Le Parti vert a été en mode implosion tout l’été à cause de cet enjeu. La députée de Fredericton, Jenica Atwin, a quitté la formation pour se joindre aux libéraux, ce qui a remis en question le leadership de la chef recrue. Annamie Paul a survécu à une tentative de putsch en juin. N’empêche, elle n’a pas d’autorité sur son parti, qui a congédié son personnel à la veille de l’élection, tout en fermant les robinets de campagne !
Résultat : Annamie Paul ne fait pas campagne en traversant le pays, mais doit se concentrer sur la circonscription qu’elle vise, celle de Toronto-Centre. Les sondages indiquent que les électeurs considèrent Maxime Bernier comme un meilleur premier ministre potentiel que la chef des verts. Le programme du parti n’est toujours pas prêt, deux semaines après le déclenchement de la campagne. Annamie Paul a même déclaré au quotidien Toronto Star que si les gens voulaient en savoir plus sur le programme vert, ils pouvaient aller sur Google. Les candidats aux conseils étudiants du pays font mieux que ça !
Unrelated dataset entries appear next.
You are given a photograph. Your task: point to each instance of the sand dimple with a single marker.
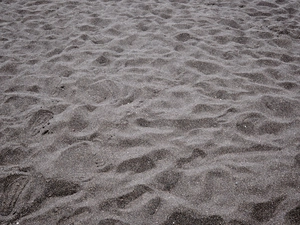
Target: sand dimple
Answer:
(149, 112)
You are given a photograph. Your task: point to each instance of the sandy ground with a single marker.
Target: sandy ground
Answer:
(147, 112)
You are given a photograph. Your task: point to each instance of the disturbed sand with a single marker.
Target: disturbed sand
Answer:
(142, 112)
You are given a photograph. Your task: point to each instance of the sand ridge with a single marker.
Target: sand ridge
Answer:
(149, 112)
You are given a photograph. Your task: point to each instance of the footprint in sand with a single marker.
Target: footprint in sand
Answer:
(23, 190)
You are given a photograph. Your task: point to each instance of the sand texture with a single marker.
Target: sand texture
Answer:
(143, 112)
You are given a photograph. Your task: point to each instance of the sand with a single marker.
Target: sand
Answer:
(147, 112)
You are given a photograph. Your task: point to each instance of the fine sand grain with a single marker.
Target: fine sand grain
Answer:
(142, 112)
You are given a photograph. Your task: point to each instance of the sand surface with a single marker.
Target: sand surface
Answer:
(142, 112)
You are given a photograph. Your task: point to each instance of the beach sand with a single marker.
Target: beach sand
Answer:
(135, 112)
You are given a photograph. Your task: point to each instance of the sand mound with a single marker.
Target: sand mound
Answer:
(138, 112)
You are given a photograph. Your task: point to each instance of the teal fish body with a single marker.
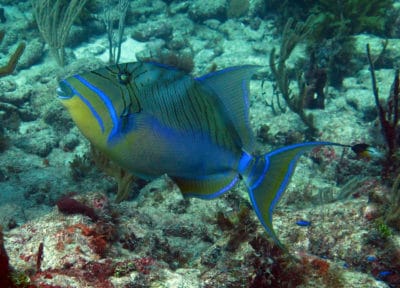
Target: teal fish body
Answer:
(153, 119)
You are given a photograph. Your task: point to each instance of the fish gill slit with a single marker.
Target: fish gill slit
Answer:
(181, 117)
(211, 126)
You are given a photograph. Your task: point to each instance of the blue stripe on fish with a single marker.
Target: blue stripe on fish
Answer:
(107, 102)
(87, 103)
(244, 162)
(215, 194)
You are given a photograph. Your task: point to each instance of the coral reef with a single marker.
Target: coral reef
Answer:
(290, 38)
(5, 269)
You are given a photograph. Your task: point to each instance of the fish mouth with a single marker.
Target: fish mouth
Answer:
(64, 91)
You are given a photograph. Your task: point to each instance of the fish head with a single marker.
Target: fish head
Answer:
(94, 104)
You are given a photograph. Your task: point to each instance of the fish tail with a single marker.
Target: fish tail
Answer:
(267, 177)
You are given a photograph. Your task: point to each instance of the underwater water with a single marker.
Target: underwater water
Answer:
(75, 210)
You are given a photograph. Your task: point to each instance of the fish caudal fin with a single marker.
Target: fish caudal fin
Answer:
(267, 177)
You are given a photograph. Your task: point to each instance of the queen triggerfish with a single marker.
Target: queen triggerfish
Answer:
(153, 119)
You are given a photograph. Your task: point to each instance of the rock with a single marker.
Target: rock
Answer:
(199, 12)
(33, 54)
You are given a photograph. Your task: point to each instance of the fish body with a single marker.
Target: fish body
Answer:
(153, 119)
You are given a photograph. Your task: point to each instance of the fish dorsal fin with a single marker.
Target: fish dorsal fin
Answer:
(232, 87)
(208, 187)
L’autodestruction du Parti vert est donc causée en grande partie par le conflit israélo-palestinien. Pourtant, ce n’est pas l’enjeu clé de l’élection pour la grande majorité des Canadiens. Et c’est exactement une partie du problème des verts. On ne les entend pas parler des enjeux qui les ont installés sur l’échiquier électoral. D’ailleurs, la seule sortie marquante d’Annamie Paul depuis le début de la campagne a été… sur la crise en Afghanistan.
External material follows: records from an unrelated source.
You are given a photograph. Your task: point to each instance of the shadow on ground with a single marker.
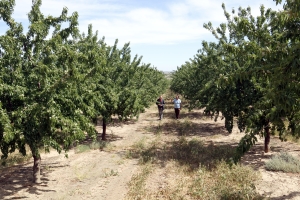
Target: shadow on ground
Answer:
(191, 153)
(187, 128)
(19, 177)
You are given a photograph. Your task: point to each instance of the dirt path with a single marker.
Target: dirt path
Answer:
(103, 175)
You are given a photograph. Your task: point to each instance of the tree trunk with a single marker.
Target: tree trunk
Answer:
(267, 138)
(104, 129)
(36, 169)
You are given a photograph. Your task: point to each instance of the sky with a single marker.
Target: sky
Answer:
(166, 33)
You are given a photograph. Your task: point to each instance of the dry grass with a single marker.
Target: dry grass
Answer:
(283, 162)
(189, 169)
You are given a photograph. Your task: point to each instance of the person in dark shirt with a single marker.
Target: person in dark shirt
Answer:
(160, 105)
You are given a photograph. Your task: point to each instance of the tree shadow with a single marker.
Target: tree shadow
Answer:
(193, 153)
(16, 178)
(255, 157)
(188, 128)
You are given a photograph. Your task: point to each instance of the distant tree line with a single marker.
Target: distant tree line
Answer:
(250, 75)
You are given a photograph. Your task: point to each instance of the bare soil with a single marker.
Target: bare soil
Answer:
(104, 174)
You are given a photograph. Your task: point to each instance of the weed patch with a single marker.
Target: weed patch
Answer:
(283, 162)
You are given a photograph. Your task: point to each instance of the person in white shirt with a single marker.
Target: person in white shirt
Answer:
(177, 106)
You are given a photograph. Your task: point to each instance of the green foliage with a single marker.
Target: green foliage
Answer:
(283, 162)
(250, 74)
(53, 85)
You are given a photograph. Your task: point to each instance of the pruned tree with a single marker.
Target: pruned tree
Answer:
(40, 103)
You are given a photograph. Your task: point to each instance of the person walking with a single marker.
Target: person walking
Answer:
(160, 105)
(177, 106)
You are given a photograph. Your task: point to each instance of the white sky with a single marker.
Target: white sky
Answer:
(165, 32)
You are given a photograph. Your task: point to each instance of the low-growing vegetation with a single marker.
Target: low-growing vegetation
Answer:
(191, 169)
(285, 162)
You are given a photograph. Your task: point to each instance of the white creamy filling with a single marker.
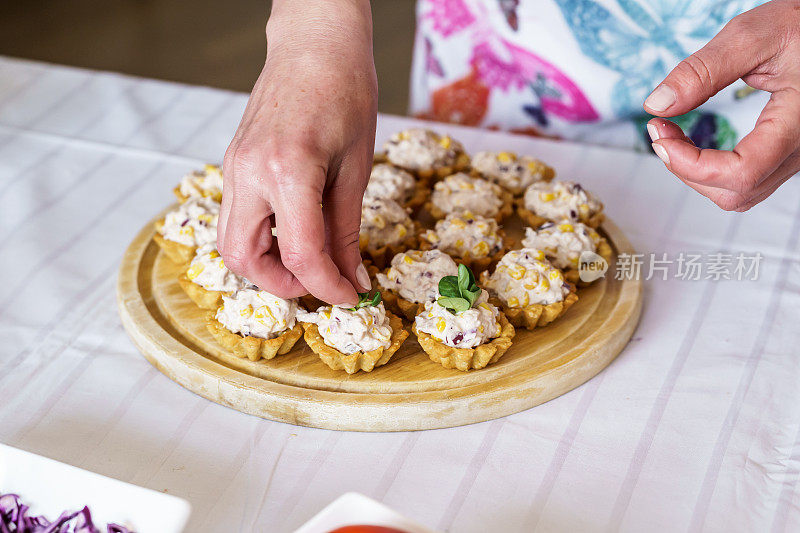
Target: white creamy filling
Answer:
(390, 182)
(467, 329)
(209, 271)
(509, 170)
(421, 149)
(362, 330)
(415, 275)
(206, 182)
(523, 277)
(559, 200)
(562, 242)
(256, 313)
(194, 223)
(384, 222)
(461, 192)
(462, 233)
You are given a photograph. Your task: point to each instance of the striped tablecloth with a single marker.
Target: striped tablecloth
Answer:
(695, 427)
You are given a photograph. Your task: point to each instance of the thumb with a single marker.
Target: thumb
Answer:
(731, 54)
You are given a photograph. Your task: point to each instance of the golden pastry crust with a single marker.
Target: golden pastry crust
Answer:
(536, 315)
(461, 164)
(352, 363)
(534, 220)
(177, 252)
(467, 358)
(382, 256)
(476, 264)
(203, 298)
(506, 209)
(603, 250)
(253, 348)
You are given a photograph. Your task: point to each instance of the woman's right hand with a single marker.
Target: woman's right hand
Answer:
(302, 154)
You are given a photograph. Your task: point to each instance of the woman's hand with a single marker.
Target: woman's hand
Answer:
(762, 47)
(301, 157)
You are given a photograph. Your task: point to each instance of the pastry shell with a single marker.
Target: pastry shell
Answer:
(180, 254)
(536, 315)
(253, 348)
(352, 363)
(506, 208)
(202, 297)
(467, 358)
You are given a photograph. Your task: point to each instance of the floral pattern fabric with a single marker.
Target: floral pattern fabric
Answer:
(576, 69)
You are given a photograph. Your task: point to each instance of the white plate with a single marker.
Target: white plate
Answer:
(50, 487)
(354, 509)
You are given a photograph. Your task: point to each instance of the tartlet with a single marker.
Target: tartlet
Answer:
(183, 230)
(393, 183)
(412, 280)
(426, 153)
(207, 279)
(513, 173)
(381, 333)
(476, 241)
(206, 183)
(531, 291)
(463, 340)
(564, 242)
(461, 192)
(255, 324)
(559, 200)
(386, 230)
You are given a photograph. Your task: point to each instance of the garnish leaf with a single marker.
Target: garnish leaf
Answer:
(365, 300)
(458, 293)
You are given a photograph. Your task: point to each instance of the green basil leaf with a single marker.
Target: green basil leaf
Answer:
(448, 287)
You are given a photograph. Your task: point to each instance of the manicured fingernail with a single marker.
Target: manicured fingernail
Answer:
(661, 152)
(363, 277)
(661, 99)
(652, 131)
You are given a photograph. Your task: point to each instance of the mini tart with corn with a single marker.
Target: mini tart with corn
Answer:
(531, 291)
(182, 231)
(426, 153)
(513, 173)
(207, 279)
(460, 329)
(564, 242)
(393, 183)
(206, 183)
(462, 192)
(386, 230)
(560, 200)
(357, 338)
(477, 241)
(412, 280)
(255, 324)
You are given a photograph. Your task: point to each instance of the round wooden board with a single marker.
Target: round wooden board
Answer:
(409, 393)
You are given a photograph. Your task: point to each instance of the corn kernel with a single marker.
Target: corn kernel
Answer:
(506, 157)
(194, 271)
(481, 249)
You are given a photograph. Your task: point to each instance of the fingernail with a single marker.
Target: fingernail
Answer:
(363, 277)
(661, 99)
(661, 152)
(652, 131)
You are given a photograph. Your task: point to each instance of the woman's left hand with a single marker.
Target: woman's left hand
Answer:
(762, 47)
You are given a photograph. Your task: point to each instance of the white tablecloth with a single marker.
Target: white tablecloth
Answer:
(696, 426)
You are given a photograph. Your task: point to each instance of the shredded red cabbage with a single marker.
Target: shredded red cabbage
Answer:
(14, 519)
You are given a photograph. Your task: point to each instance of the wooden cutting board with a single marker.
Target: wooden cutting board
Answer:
(409, 393)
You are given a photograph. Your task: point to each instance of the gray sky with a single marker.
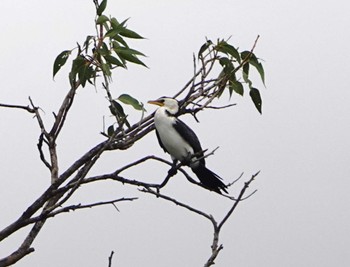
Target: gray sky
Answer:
(300, 214)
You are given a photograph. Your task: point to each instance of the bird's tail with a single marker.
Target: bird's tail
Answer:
(209, 179)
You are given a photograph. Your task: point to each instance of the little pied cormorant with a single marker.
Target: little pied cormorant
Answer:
(177, 139)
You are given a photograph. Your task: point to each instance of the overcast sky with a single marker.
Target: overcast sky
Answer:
(300, 215)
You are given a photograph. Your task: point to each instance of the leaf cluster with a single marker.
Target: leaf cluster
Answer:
(235, 69)
(99, 55)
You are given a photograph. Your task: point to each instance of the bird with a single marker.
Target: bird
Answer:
(181, 142)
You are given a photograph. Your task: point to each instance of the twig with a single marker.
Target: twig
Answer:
(27, 108)
(110, 259)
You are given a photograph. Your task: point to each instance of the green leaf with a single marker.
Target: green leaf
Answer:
(87, 42)
(129, 100)
(246, 74)
(227, 64)
(102, 19)
(114, 61)
(245, 55)
(131, 58)
(130, 34)
(116, 109)
(110, 130)
(204, 47)
(127, 50)
(228, 50)
(76, 65)
(60, 60)
(106, 69)
(255, 62)
(101, 7)
(237, 87)
(255, 95)
(116, 25)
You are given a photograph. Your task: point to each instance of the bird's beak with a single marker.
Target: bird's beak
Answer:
(156, 102)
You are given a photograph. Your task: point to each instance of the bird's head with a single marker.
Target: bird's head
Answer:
(170, 104)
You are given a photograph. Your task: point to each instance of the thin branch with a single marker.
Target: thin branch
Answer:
(241, 194)
(178, 203)
(110, 259)
(27, 108)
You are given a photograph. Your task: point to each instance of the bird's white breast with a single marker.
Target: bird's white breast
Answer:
(177, 147)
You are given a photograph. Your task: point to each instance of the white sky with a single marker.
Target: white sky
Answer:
(300, 214)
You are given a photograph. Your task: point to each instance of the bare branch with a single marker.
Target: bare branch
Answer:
(110, 259)
(27, 108)
(241, 194)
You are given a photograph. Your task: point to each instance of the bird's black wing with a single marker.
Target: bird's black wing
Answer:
(160, 142)
(188, 135)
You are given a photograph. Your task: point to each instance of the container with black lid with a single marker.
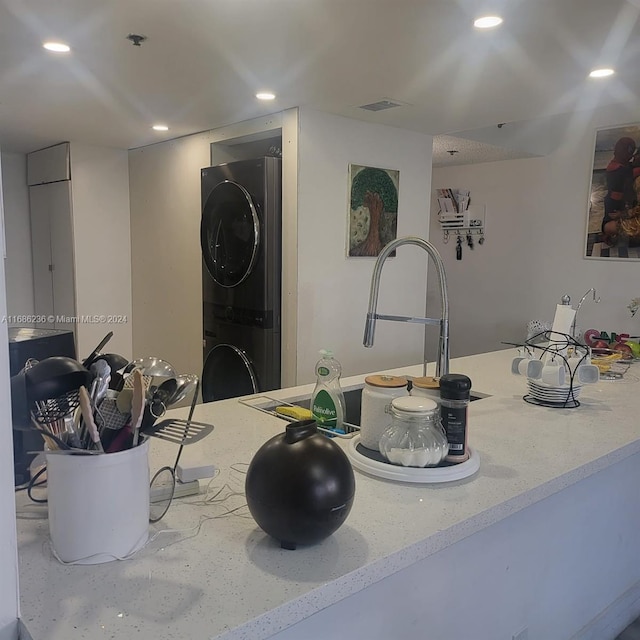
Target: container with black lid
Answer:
(454, 400)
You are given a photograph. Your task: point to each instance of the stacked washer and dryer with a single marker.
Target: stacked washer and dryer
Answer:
(240, 236)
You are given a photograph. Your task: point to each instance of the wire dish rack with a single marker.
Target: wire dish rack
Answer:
(268, 404)
(562, 347)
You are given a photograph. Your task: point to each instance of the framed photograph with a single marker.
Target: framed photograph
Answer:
(373, 209)
(613, 222)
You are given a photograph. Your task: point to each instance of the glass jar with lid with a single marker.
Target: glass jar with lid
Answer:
(377, 394)
(415, 437)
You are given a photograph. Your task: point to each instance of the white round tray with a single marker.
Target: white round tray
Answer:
(420, 475)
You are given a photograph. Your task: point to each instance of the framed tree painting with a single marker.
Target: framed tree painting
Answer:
(373, 209)
(613, 218)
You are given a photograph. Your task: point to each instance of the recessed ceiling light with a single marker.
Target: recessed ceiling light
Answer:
(57, 47)
(487, 22)
(601, 72)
Les changements climatiques, l’énergie propre, le développement durable, le transport en commun et d’autres questions environnementales ont conduit les électeurs à donner aux verts la balance du pouvoir en Colombie-Britannique. C’est ce qui a amené les électeurs à remplacer le NPD en tant que troisième parti au Nouveau-Brunswick. C’est ce qui a amené les électeurs de l’Île-du-Prince-Édouard à en faire l’opposition officielle. Et c’est ce qui a amené les électeurs de l’Ontario à élire le premier député vert à Queen’s Park.
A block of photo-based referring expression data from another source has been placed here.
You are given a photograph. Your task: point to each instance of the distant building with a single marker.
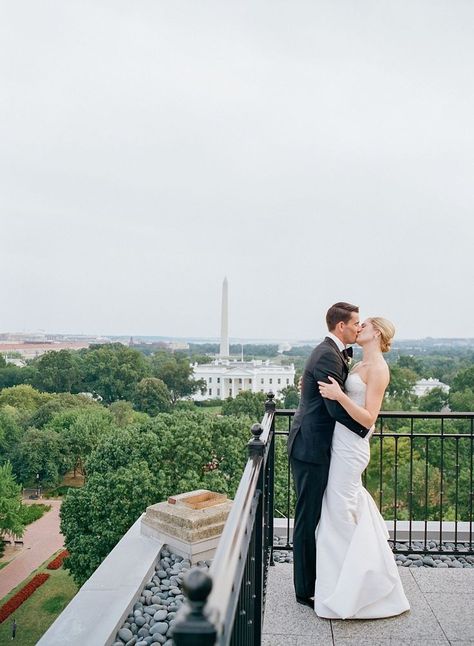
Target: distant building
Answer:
(31, 349)
(178, 345)
(225, 377)
(424, 386)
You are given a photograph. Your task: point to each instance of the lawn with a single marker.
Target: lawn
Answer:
(39, 611)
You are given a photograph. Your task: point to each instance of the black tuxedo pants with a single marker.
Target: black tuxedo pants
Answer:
(310, 483)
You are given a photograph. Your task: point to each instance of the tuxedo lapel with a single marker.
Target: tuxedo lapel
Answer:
(329, 341)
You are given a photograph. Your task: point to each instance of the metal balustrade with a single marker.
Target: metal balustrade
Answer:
(420, 475)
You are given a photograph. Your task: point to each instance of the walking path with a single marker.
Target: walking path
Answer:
(442, 613)
(41, 540)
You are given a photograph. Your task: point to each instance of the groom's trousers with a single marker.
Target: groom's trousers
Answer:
(310, 482)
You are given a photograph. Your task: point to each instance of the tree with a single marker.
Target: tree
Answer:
(113, 371)
(152, 396)
(11, 518)
(134, 467)
(58, 372)
(176, 372)
(40, 452)
(95, 517)
(79, 431)
(434, 400)
(10, 432)
(464, 380)
(122, 412)
(246, 403)
(462, 400)
(412, 363)
(24, 397)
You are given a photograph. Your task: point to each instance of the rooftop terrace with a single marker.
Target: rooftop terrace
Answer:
(442, 613)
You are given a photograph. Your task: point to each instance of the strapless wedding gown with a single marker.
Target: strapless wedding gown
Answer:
(356, 574)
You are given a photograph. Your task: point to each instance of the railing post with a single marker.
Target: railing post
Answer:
(256, 448)
(270, 407)
(193, 628)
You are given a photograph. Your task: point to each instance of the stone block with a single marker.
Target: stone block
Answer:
(190, 523)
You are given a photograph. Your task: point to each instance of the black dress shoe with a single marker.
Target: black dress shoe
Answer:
(305, 601)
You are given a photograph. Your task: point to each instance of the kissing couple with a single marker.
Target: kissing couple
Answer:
(343, 565)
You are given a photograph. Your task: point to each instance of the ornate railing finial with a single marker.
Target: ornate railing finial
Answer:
(193, 628)
(256, 446)
(270, 404)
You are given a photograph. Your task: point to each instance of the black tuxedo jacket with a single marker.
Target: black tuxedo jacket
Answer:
(313, 424)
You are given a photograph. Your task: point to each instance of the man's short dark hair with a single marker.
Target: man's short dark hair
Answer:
(340, 312)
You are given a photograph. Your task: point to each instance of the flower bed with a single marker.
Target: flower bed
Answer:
(22, 595)
(58, 561)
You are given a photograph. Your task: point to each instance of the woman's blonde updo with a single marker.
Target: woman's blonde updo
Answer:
(387, 332)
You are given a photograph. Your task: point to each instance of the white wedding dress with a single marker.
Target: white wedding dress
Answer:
(356, 574)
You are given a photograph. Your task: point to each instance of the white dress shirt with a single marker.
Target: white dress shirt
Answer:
(337, 341)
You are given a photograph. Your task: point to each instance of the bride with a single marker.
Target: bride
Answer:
(357, 577)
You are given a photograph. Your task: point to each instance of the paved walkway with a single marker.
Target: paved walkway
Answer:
(41, 540)
(442, 613)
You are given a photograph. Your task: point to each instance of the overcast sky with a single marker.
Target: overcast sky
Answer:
(311, 151)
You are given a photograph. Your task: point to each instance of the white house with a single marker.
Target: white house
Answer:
(225, 378)
(424, 386)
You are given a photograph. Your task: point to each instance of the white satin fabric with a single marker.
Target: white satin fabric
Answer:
(356, 574)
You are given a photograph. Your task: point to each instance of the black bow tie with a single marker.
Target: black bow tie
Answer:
(347, 353)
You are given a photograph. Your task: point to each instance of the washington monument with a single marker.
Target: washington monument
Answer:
(224, 349)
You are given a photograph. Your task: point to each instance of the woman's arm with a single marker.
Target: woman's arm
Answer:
(377, 381)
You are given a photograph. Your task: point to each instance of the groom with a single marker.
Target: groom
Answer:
(309, 441)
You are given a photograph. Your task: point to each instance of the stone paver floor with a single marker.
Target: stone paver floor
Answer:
(442, 613)
(41, 540)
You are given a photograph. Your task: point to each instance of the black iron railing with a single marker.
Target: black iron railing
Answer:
(420, 474)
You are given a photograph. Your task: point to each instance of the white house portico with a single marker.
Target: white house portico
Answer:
(225, 378)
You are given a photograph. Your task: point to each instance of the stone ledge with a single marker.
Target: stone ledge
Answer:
(94, 615)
Un nombre record de Canadiens ont voté vert en 2019. Le bassin d’électeurs accessibles aux verts a atteint un sommet sans précédent. Et ce n’est certainement pas pour leur position sur Israël et la Palestine. Aujourd’hui, plutôt que de lutter contre le NPD pour lui voler le titre de « conscience du Parlement », le parti est de retour en queue de peloton, menacé de disparaître des Communes, luttant contre le Parti populaire du Canada pour la cinquième place. Un gaspillage désolant, à un moment charnière pour ceux qui s’inquiètent pour notre planète.